ただ、そう言ったときの目がニヤリと笑っていて、見透かされていることがよくわかる。
それが一層妖夢の熱を上げた。
パチュリー 「冗談よ。でも、気絶したのだから一応今日は泊まっていきなさい。人間は案外脆いのだから」
何かあったら大変よ、とパチュリーは言った。
暁 「妖夢、朝だ」
暁は妖夢の部屋に来ていた。
妖夢 「んっ…なんで暁さんがこんなとこ……」
寝呆けた調子で言った妖夢は、言い掛けて紅魔館に泊まったことを思い出したようだ。
シュバッと飛び起き、正座になりしばし互いに沈黙。
妖夢「お、おはようございます」
暁 「おう、おはよう。

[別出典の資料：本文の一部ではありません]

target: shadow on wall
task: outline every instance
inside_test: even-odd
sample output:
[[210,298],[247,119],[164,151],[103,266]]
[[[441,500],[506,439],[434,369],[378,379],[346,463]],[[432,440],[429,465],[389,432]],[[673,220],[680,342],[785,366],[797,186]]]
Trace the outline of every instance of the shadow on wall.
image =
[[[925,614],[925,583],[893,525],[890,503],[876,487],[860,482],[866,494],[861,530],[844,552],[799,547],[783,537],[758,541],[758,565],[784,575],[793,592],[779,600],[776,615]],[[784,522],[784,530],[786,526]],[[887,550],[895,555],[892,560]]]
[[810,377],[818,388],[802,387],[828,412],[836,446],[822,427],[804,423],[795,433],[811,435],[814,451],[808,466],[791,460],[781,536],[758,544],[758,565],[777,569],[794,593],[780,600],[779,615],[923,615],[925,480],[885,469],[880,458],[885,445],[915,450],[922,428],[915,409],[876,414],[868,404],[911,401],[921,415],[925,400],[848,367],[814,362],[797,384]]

朝ご飯は用意してあるから食べていくと良い」
おずおず妖夢が挨拶すると、軽快に暁は返し、部屋を出ていった。
ポカーンとしていた妖夢だったが、すぐに我を取り戻し着替えてから食堂に向かった。
食後、なんとなく何か忘れているような気がする妖夢がいた。
暁 「どうした妖夢?まさか飯が不味かったか?」
暁がそれを察し、尋ねてくる。
妖夢 「いえ、とても美味しかったですよ。少し考え事です」
そうか、と笑顔で暁が返し、妖夢は再び思考に沈むが全く思い出せない。
しばらくしたら思い出すかと思い、白玉楼に帰ることにした。
パチュリー 「何か体に違和感があったらまた来なさい」
とパチュリー。
暁 「鞘の件、礼を言う。いつかこの恩に報いよう」
と暁。
咲夜 「ごめんね、妖夢」
と咲夜。
その三人に別れを告げ、妖夢は白玉楼に帰っていった。
一方その頃白玉楼には
「妖夢〜私のご飯はどこなの〜。お腹減ったわ〜」
と涙目な幽々子がいたのだった。